Longue d'à peu près deux cents mètres, la rue Beautreillis était une artère proprette bordée d'immeubles dépareillés. Sur les trottoirs, les soldats s'étiraient en deux files indiennes. Ils avançaient avec la prudence du grenadier-voltigeur. Au milieu de la chaussée, à égale distance des deux files, Duboïs était aux aguets. Il redoutait un piège et scrutait les fenêtres grandes ouvertes d'où s'échappait parfois un ronflement.

Plus détendus que leur chef et l'arme en bandoulière, les hommes du Colonel se contentaient de mimer la posture de la patrouille en milieu hostile. Aucun d'entre eux ne sentait dans cette voie étroite l'imminence d'un danger. Pas un ne craignait l'embuscade, tous s'employaient surtout à humer l'air de Paris. Ils marchaient le nez en l'air, cherchant du regard les détails qui conféreraient à ce lieu sans charme un semblant d'intérêt.

En regardant bien, ils trouvaient ce qu'ils cherchaient. De belles portes-cochères étaient surmontées de médaillons sculptés aux centres desquels souriaient pour l'éternité de rondes figures emperruquées. Au numéro 16, une façade lisse arborait une plaque en souvenir de Victorien Sardou, auteur dramatique «né dans cette maison le 5 septembre 1831». Au 9, un petit panonceau  annonçait: «Maison salubre. Tout à l'égout». De modestes bâtiments de ciment voisinaient avec la pierre, une grosse résidence hideuse faisait face à la construction de briques de «V. Tondu, architecte, 1906».

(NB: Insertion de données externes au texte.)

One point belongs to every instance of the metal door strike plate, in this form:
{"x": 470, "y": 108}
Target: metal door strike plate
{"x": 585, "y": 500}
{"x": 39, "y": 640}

Toutes les époques semblaient s'être donné rendez-vous dans cet arrondissement de Paris.

Les deux colonnes de soldats arrivèrent ainsi rue des Lions Saint-Paul sans avoir jamais croisé âme qui vive. Il fallait se rendre à l'évidence: déjà peu fréquentée le jour, la rue Beautreillis était, la nuit, un désert. Par pure précaution, le Colonel Duboïs décida d'y faire un second passage en remontant jusqu'à la rue Saint-Antoine. A l'exception d'un rat, il ne vit rien de plus que la première fois.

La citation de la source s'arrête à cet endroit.